Okay, ready for some Old Man Dan bitching? Well, ready or not, here it comes – 

It’s too loud. It’s too fast. Slow down, deadite, slow down, ghoul!. I can’t even get a good look at you. Hey editor, can you let the camera do its thing before you cut to a new scene? Why is there so much loud music whenever there’s a scare? Let the objects on the screen do their job at frightening. Yes I jumped in my seat. Again and again. Too many jump scares crush my sitz bones. Gore and Splatter, Splatter and gore! And yet, here comes some more.I guess  more blood equals more horror and more horror equals better horror!  What is the cinematic horror world coming to? The film is over now, here comes the credits and ohh my head hurts. I’m exhausted and hyped up at the same time and, oh shit,  I have to go to work tomorrow. It sucks to be me! 

It’s true. I felt all those things I wrote above. In past reviews I’ve stated over and over how I like a patient camera, atmosphere over blast-o-sphere (blasting the audience with noise, blood, and jumps).  

Still….

This film is creepy as fuck! I like it that way. It’s more than just sensation-bombardment. Alyssa Sutherland  who plays Ellie,  a loving mother turned evil deadite, does an excellent job. Her facial expressions as a deadite are spot on. There are certain gory moments that are truly unexpected. They  caught me off guard and caused me to chuckle (nervously?) and exclaim “Holy shit!” And there were moments the film relied on tension rather than everything, everywhere all at once (oops, wrong movie).  Like when the kids and sister realize something is not quite right with Mommy Deadite but aren’t sure what is happening. She is quietly mumbling psychotic things as she fiddles around at the stove, frying up a dozen or so eggs, shells and all.

Then there’s the part where Mommy Deadite is locked out of the apartment but is able to slip into the vents. We, and the trapped apartment dwellers, hear the clang clang clang of someone or something making their way inside from somewhere behind the walls.  So it’s not all quick camera moves and screams and spatters.  Sometimes things “creep” along at a reasonable pace; as I said, creepy as fuck!

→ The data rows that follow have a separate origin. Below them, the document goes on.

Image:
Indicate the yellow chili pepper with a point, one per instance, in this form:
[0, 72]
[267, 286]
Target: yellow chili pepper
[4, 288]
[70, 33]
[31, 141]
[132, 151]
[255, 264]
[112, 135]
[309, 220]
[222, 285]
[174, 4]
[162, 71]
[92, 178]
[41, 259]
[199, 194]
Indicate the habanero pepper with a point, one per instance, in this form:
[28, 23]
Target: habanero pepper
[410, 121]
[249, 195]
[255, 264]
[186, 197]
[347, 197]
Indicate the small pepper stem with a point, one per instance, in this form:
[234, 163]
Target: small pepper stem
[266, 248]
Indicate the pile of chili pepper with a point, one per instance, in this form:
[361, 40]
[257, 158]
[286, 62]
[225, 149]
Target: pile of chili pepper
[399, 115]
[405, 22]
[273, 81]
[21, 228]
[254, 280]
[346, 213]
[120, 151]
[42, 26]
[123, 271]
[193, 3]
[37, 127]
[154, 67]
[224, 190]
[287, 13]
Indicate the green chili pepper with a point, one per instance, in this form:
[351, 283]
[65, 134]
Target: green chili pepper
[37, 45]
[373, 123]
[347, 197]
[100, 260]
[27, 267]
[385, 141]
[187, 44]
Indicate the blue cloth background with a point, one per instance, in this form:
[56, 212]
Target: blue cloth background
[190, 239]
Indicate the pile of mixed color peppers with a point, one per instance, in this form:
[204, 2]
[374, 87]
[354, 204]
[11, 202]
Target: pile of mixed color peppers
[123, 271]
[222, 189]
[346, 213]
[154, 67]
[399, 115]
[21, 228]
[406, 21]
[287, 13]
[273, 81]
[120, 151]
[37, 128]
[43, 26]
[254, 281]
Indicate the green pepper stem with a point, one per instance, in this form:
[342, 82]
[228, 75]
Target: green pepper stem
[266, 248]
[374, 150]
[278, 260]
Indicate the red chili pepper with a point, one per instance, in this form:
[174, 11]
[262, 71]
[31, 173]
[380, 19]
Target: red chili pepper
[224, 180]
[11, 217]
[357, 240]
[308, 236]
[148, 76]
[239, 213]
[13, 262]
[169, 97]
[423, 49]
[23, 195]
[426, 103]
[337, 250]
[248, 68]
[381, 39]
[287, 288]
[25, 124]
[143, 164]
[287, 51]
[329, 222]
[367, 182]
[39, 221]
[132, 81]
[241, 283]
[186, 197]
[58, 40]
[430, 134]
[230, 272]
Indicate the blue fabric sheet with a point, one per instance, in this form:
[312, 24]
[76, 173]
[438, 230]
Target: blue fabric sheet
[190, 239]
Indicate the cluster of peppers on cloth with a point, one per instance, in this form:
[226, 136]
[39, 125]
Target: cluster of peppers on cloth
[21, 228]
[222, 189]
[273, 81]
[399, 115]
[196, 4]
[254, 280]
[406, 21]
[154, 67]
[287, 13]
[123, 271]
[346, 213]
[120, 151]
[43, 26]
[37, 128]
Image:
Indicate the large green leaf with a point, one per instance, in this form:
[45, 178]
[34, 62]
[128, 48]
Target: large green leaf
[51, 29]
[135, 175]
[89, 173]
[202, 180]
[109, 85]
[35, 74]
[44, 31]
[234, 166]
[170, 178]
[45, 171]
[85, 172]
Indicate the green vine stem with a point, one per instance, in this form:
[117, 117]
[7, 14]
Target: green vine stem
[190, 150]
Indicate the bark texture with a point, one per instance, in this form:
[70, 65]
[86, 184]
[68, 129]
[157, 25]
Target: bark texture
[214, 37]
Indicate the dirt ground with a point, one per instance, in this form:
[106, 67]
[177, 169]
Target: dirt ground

So, yes the film is saturated with “high-octane scares”, noise, jump scares and a hyperactive camera. But it puts all this together artfully if that makes any sense.

But is Evil Dead Rise as good as its predecessors?

Oh no. Un uh. No siree Bob. Sorry it just isn’t. 

Some other adjectives used by critics giving this film a positive review are “fun”, “comedic” and “Groovy!”

Yes, this film was fun. As fun as the ones that came before?  No.

Is this film comedic?  Sort of. Or..no not really.  Not in the way of Evil Dead 2 at least. If anything, at times, it tries to be like that. But, well, just no.

Is it groovy?  NO! That word is reserved for Bruce Campbell only. He uttered it. He is not in this film. He gets to keep it. Case closed.

And so closes this review.  Have a good day. Or Evening. Or Something.